Samsara recommend I start a new thread on Promised Land after another thread where I mentioned being puzzled when a Queensryche fan dislikes Promised Land. The love for the EP-Mindcrime is pretty much universal for hardcore fans as well as casual fans who dropped off at some point after Empire, PL or HITNF.
It really amazes me the amount of people who say Empire was the last QR album they enjoyed. I am not sure that number is that great on this board and I know there is alot of love for Promised Land here. However, I have a friend that is a casual fan. He loves Mindcrime and enjoys Empire. He has Promised Land but doesn't enjoy it. He laughed when I told him it was, in my opinion, the finest recording in the history of popular music. It seems alot of the people that are more casual fans see Promised Land as the point where the band quit being interesting.

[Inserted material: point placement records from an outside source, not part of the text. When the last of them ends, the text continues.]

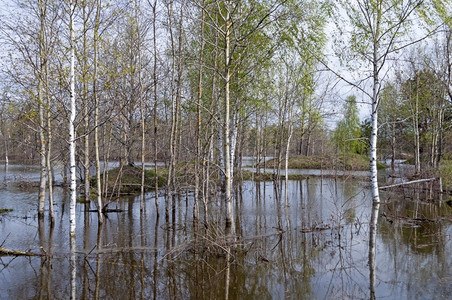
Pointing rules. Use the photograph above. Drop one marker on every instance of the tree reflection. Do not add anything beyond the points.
(372, 247)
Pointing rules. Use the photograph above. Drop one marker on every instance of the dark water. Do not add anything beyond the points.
(314, 245)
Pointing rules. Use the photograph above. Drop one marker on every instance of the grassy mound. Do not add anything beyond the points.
(127, 180)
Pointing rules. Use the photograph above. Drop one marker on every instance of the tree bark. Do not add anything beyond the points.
(96, 114)
(73, 183)
(42, 69)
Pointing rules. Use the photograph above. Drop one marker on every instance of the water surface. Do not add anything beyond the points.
(312, 245)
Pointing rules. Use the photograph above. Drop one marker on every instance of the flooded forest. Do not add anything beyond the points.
(221, 149)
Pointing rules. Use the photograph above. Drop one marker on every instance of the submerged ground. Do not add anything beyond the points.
(312, 245)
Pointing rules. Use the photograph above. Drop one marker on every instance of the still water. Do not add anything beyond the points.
(312, 245)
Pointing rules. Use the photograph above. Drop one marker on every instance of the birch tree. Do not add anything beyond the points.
(377, 28)
(73, 183)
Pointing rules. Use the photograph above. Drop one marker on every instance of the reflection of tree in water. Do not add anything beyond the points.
(415, 248)
(416, 224)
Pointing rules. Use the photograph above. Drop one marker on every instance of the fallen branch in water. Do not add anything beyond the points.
(9, 252)
(406, 183)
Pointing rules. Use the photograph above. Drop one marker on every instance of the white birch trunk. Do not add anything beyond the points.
(96, 116)
(42, 151)
(73, 184)
(230, 230)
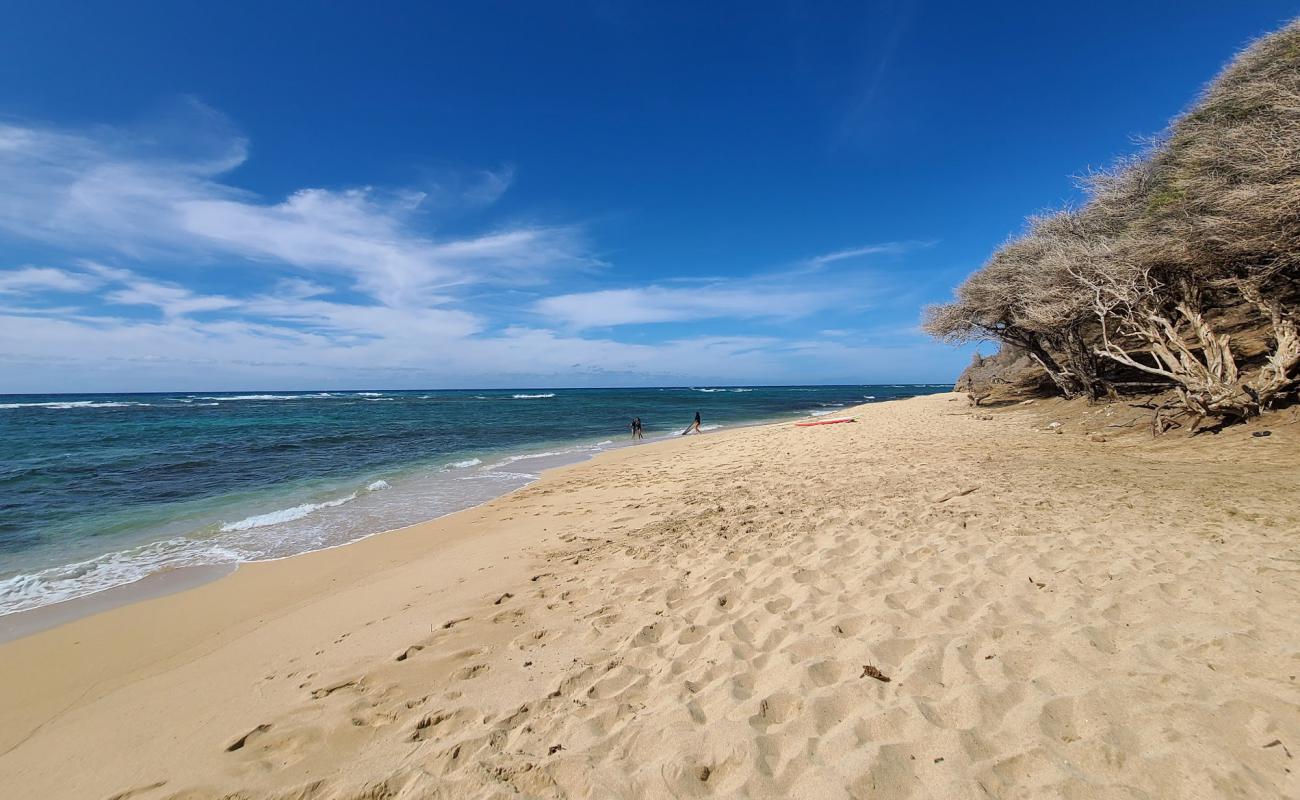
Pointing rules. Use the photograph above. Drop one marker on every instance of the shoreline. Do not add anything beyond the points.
(1054, 617)
(24, 622)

This really baffles me. To me everything the band did up to and including Promised Land seemed to be a natural evolution. I know Empire isn't to some as it had a great deal of commercial appeal, nevertheless, I saw that as being a natural progression after reaching the zenith of what you can do with that kind of music with Mindcrime. Promised Land has everything that is great about Queensryche. Geoff's voice, while not reaching for the higher octaves, sounds utterly amazing here. The band reached a new level of maturity and craftsmanship on Promised Land. It was slightly dark and introspective, but also had heavy moments (I am I, Damaged, My Global Mind) that I would think would appeal to the old fans. This album is so diverse with heavier/upbeat tracks mentioned above, ballads, the epic title track, the stunning album closer. The album still sounds modern today. To me, much like Mindcrime, it is note for note perfection. I was only 16 when Promised Land was released, but it immediately resonated with me and it is the benchmark I compare any rock album to.
Sure, it isn't metal in the sense of what the band was in the 80's, but I have a hard time understanding how this isn't at least a top three album in the catalog to any Queensryche fan. I almost feel like it was a situation of the fans not growing with the band. I mean the album went platinum but you can also say it was the beginning of the bands commercial demise.
I know alot of people feel like the time in between Empire and PL was crucial, as well as the Seattle movement changing perception of what was good music. But I am curious, especially from people who don't find it to be a masterpiece, of why sonically they feel the way the do.
I feel similar about Tribe in this sense, although not to the same level.